Naomi Osaka says she realised she would have to “take the first step” in protesting against racial inequality and “create awareness in the tennis bubble”.
Japan’s Osaka initially pulled out of her semi-final at the Western and Southern Open because “as a black woman I feel there are much more important matters at hand”.
Tournament organisers then suspended play in New York on Thursday, one of a number of sporting events in the US to do so in protest at the shooting of Jacob Blake – a black man who was shot seven times in the back by police on Sunday in Kenosha, Wisconsin.
The 22-year-old Naomi Osaka then decided to play on Friday, beating Belgium’s Elise Mertens 6-2 7-6 (7-5) in her rearranged semi-final.
“I honestly didn’t even think it would be that big of a deal,” said Osaka, who wore a Black Lives Matter t-shirt as she walked on to court.
“I always thought it would be nice if someone started in tennis. I’m more of a follower. I was waiting and waiting and then I realised I was the one who was going to have to take the first step.
“I just wanted to create awareness in the tennis bubble. I think I did my job, I guess.”
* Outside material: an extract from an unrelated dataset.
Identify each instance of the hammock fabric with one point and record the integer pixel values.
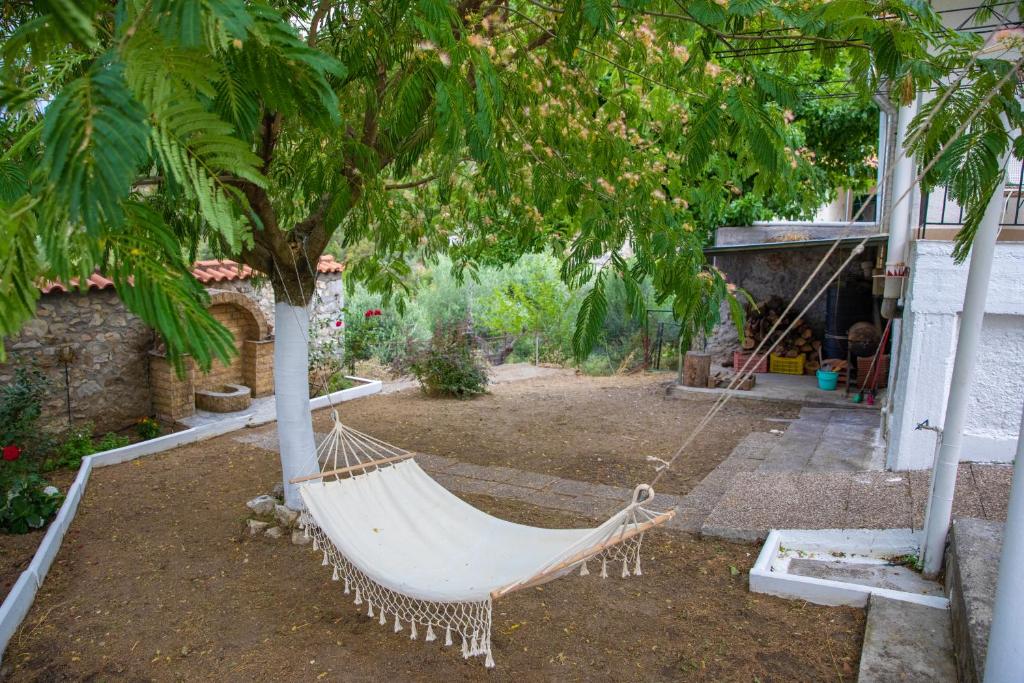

In Saturday’s final Naomi Osaka will play Belarus’ Victoria Azarenka, who beat Britain’s Johanna Konta 4-6 6-4 6-1.
The 2018 US Open champion, playing in her first tournament since January’s Australian Open, said after her win over Mertens: “For me it’s been a little bit stressful, I couldn’t really sleep last night so I’m really glad I was able to play at a pretty good level.
“I’m really glad I didn’t mentally collapse. I was down a break in the second and I got really tight in the tie-break so really glad I didn’t just dip.”